Quels sont les effets de cette disparition de l’autorité étatique ? La détresse des gouvernés et la paralysie des gouvernants. Cet état social est celui, annoncé par Nietzsche, d’un monde où l’ « on aime encore son voisin, car on a besoin de chaleur et l’on se frotte à lui ». Où « les derniers hommes » disent :« "Nous avons inventé le bonheur", puis ils clignent de l’œil. Qui veut encore gouverner ? Qui veut obéir encore ? Ce sont deux choses trop pénibles1. » « Nous ne sommes rien, soyons tout », chantait l’Internationale. Mais, aujourd’hui, les rapports entre les individus et l’État sont inverses : « Il est tout, donc nous ne sommes rien. » Au « tout est politique » du totalitarisme de naguère répond la douce conviction socialiste et antilibérale : « la politique est tout ».
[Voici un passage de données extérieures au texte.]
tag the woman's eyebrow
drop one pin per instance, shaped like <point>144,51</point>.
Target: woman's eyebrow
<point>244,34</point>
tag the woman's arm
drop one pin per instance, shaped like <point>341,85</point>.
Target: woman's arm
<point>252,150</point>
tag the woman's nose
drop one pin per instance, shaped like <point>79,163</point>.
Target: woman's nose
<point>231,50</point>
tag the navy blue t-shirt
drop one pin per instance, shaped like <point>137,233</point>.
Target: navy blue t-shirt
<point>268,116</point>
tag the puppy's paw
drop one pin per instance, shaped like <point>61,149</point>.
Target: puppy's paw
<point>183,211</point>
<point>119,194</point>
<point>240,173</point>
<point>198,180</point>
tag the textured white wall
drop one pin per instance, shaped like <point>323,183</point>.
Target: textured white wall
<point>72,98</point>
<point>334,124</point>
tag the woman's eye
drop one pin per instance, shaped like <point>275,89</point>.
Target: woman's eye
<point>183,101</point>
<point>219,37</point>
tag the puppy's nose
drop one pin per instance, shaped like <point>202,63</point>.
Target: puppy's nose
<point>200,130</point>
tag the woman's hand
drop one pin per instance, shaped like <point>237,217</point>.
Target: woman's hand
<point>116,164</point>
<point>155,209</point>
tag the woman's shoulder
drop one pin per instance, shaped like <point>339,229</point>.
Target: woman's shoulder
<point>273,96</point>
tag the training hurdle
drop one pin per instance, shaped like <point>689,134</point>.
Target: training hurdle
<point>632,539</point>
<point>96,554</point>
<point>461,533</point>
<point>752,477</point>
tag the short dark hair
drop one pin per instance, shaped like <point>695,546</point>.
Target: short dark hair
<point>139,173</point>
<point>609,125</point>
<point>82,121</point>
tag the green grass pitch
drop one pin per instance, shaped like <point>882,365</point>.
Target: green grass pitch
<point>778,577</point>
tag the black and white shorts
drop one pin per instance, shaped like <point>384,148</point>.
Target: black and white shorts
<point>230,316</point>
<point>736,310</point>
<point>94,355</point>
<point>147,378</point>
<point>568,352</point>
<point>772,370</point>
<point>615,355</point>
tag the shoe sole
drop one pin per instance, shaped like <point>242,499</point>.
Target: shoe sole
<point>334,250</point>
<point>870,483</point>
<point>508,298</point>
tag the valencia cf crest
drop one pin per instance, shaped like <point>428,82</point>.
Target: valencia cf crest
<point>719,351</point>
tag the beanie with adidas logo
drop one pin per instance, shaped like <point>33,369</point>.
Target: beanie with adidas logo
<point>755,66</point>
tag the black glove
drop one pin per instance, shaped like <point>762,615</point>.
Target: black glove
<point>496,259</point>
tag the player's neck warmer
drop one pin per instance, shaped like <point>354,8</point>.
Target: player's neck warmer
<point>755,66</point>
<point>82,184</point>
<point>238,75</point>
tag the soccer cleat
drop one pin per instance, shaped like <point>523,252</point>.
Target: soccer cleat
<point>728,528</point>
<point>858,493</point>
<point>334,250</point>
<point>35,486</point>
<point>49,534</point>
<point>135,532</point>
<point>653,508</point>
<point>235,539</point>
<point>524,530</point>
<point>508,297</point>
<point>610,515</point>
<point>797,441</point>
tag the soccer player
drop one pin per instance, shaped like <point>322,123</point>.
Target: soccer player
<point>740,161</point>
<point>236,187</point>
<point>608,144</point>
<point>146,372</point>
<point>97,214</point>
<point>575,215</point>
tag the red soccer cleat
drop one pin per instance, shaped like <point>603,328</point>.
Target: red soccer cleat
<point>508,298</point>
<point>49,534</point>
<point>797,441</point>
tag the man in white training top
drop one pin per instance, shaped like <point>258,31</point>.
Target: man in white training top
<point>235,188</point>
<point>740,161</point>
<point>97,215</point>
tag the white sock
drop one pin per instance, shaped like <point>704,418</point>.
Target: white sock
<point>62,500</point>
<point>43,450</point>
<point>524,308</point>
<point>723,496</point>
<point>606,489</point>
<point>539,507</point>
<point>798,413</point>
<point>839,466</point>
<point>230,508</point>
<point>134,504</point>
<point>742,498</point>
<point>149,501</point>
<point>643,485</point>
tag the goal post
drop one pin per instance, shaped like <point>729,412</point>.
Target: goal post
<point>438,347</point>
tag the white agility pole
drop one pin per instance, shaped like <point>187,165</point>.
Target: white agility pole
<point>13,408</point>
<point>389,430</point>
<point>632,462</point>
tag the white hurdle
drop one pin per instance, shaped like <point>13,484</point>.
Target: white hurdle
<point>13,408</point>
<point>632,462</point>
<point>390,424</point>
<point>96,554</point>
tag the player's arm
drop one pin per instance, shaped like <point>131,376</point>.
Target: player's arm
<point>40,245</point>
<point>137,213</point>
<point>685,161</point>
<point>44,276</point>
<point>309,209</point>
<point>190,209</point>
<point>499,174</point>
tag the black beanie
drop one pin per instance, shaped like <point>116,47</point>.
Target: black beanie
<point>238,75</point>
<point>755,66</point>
Mais l’État total n’est pas le danger qui nous menace. Ce serait plutôt celui d’un État nul. Un État qui prétend annuler la mort et le sens. Pour lequel tout se vaut. Le nihilisme d’une partie de la jeunesse (drogue, délinquance, abstention politique) n’est que l’envers d’une politique nulle, d’une dilution du politique dans les politiques (routière, sanitaire, douanière, etc.). à l’inverse, une politique qui ne méconnaîtrait pas l’ordre symbolique affirmerait contre le nihilisme qu’il y a des valeurs et que toutes les valeurs sont à hiérarchiser et au minimum à différencier.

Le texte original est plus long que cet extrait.